This creamy lemon pasta is packed with lemony goodness, from lemon juice in the sauce to zest sprinkled on top, and it is SUPER silky. Enjoy my friend!
Heat 2 tablespoons of the olive oil in a large frying pan over medium high heat. Add the onion and sautée until softened and transparent, about 5 minutes, stirring every minute or so. Add the garlic and 1/2 teaspoon of the salt and stir to combine. Cook until the garlic has softened and is fragrant, about 3 minutes more, stirring often. Remove from heat and set aside to cool for 5 minutes. (Meanwhile, you can prep zesting and juicing the lemon and chopping the garnishes so they're ready to go once the dish is done.)
Heat the olive oil in a medium or large frying pan over medium high heat. Add the snap peas and salt and sauté until they turn bright green but are still crunchy in texture (don't be afraid to give it a bite to texture-test!), about 4 to 5 minutes, stirring every 30 seconds. Take off the heat and set aside.

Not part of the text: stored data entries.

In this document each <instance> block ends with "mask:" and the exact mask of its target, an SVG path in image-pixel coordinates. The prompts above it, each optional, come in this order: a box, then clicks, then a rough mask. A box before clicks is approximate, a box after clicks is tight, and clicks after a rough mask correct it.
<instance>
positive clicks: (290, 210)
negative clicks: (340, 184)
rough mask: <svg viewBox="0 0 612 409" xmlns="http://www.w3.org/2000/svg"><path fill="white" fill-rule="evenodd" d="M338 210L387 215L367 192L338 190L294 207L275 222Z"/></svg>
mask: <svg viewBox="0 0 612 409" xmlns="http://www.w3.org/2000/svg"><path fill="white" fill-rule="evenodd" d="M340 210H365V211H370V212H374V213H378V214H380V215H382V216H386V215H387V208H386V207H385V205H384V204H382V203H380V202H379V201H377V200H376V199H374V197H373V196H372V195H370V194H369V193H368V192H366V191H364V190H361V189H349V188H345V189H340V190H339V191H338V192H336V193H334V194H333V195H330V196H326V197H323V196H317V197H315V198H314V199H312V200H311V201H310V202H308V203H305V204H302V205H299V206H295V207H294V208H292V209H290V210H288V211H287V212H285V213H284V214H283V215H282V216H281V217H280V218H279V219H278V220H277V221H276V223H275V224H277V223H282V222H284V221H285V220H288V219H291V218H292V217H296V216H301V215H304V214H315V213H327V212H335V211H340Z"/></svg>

When the pasta is al dente (aka *nearly* cooked), drain it, then add it to the pot of sauce and toss to coat. Continue cooking the pasta in the sauce until your desired tenderness of the pasta is reached. Plate a serving of the pasta in a bowl, put a generous scoop of snap peas on top, and sprinkle with the lemon zest, finely chopped parsley, and chopped toasted almonds. Repeat with the remaining servings and enjoy immediately!